Newton on GPU

by **JoeJ** » Sun Sep 28, 2014 3:46 pm

On i7-930 CPU by OpenCL the same last test (Edit 2) takes 750 ms, so GPU is a 100 x speed up.
My single threaded C++ code takes 4000 ms, dividing by 4 cores would be 1000 ms.
My C++ stuff is not cache friendly - bloated AOS struct with unused data.
And there are some differences in the algorithms, but for a coarse comparision it should suffice.
It seems i would not win much using OpenCL on CPU?
I'm surprised by that myself now, for CPU only interest using OpenCL seems not worth the trouble?

I see the single CPU at 6 gfloaps
I see the single AMP CPU at 88 gflops

Does this compare "standart C++ code" with the same code, just adding some macros on the same Hardware? That can't be true. "AMP CPU" means clustering multiple CPUs, yes?

by **Julio Jerez** » Sun Sep 28, 2014 5:05 pm

the cpu simple is just the code running on C++.

the second that say single AMP, is hard to know if it is C or GPU, because Visual studio express does not support AMP debug. I intalled a script tha is suppor to allow debugging , but all is does is that I can not see the GPU debug, but I can not set a break point on any of the kernels.
My guess Is that it is GPU. even when I select to be the default accelerator that is supposed to be CPU. I thin it is only CPU I fteh GPU present is not directX11 compliance.

It will be hard to code anything without a debugger.

The one thing is clear, AMP seem to be the easiest way to get GPU into a project.

by **JoeJ** » Sun Sep 28, 2014 5:25 pm

Ooops - ignore what i wrote above. I forgot to switch to release mode.
The multithreaded OpenCL time is 675 ms.
My single threaded C++ is 526 ms.
That means i beat OpenCL even using only one Core. :roll:

I guess it's because of synchronizing: Barrier until all 128 or 256 cores are done means a lot of unnecessary data swapping for only 8 virtual cores.
Unfortunately i can not reduce the workgroup size, so my project is worthless for CPU tests.

What things do you want to accelerate?

by **Julio Jerez** » Sun Sep 28, 2014 6:03 pm

JoeJ wrote:I guess it's because of synchronizing: Barrier until all 128 or 256 cores are done means a lot of unnecessary data swapping for only 8 virtual cores.
Unfortunately i can not reduce the workgroup size, so my project is worthless for CPU tests.

these is one of mombojumbo lingo reason why I am abandoning OpenCL
all that talk of work group, how many cores, local memory, global memory etc, soudl be theo problem not mine.
AMP fide all that for the user, the have STL style vector, that I imagine do all that on behave of the user.

JoeJ wrote:What things do you want to accelerate?

I will accelerate the newton solve and collision system,
Netwon has a parallel solver that by the end of newton 1.5 and at the beginning of 200 I converted to cuda, and I has about 5x performance game on a GForce 285 (24 cores)

I was able to do stack of boxed 100 x 100 (5000 boxes)
but afterbegging Nvidea for some functionality I decided to abandone Cuda all together.

The parallel solve is in newton 300, bu is I sonly a proof of concept, because there si a lot of brute force on the paralelle solver.

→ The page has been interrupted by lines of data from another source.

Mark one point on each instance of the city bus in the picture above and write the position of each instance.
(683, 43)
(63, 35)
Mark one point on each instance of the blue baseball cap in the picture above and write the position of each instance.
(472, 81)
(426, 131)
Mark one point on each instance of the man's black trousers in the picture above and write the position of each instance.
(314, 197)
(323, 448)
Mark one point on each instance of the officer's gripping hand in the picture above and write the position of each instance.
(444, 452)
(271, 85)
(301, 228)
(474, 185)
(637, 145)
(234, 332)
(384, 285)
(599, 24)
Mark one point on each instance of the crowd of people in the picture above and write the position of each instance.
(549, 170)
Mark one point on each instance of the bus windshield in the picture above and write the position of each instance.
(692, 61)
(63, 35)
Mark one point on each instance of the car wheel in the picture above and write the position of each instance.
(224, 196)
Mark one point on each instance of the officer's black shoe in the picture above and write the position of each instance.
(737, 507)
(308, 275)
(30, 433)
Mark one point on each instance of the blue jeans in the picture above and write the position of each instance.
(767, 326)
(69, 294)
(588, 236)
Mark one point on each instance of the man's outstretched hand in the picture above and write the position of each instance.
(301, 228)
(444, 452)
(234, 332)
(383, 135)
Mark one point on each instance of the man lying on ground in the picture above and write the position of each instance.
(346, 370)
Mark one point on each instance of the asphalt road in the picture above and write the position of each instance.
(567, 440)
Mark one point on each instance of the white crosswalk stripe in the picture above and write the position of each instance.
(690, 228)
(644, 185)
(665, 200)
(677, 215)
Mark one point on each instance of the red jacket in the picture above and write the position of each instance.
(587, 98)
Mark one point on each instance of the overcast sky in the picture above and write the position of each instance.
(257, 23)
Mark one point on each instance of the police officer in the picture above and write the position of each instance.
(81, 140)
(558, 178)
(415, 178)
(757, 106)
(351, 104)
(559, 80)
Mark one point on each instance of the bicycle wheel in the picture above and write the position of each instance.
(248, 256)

It is only good for massive parallel cores like a GPU or a new Intel PHY

The solve is competitive with the solve that take islands per single core, but since the does a lot more calculations it is no practical.
to give you an example say you have 1000 boxes resin on the floor.
for the single solve that will be 1000 island. each core will resolve each box, but since the island are small the will converge and the solve will terminate on early out exit for most islands.

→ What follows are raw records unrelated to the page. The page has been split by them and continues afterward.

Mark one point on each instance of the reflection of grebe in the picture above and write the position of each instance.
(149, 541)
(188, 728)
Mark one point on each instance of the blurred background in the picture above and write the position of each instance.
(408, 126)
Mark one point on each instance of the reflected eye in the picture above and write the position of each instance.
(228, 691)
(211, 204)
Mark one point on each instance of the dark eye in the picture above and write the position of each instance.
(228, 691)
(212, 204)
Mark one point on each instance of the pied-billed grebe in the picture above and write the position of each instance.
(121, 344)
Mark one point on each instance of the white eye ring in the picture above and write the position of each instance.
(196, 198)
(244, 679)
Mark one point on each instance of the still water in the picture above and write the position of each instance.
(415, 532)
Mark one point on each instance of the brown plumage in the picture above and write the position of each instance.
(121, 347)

if I send these same 1000 island to the parallel solver, all island will do the number of iteration of the worse island, and that a lot more calculation for the CPU.
for a GPU with 30 cores, that extra core make up of the extra number of iterations

depend of how this go, I will port the collision system as well, at least part of it.

by **JoeJ** » Sun Sep 28, 2014 6:48 pm

Julio Jerez wrote:all island will do the number of iteration of the worse island

You could sort or bin the islands, say using bins of <8, <16, <32.... bodies.
Then proccess all islands from one bin in parallel, the longest thread runtime should be closer to the shortest.
If this sounds practicable for you, think of using workgroup size of 8, 16, 32 threads accordingly.
The more threads, the more fast memory you can use. If you can solve the problem using that very limited memory (64k), you get great performance. If the problem is too large and has to be solved using slow memory, no great performance. It's often better to waste threads just to have enough fast memory. Balancing this seems the most important from what i've learned up to now.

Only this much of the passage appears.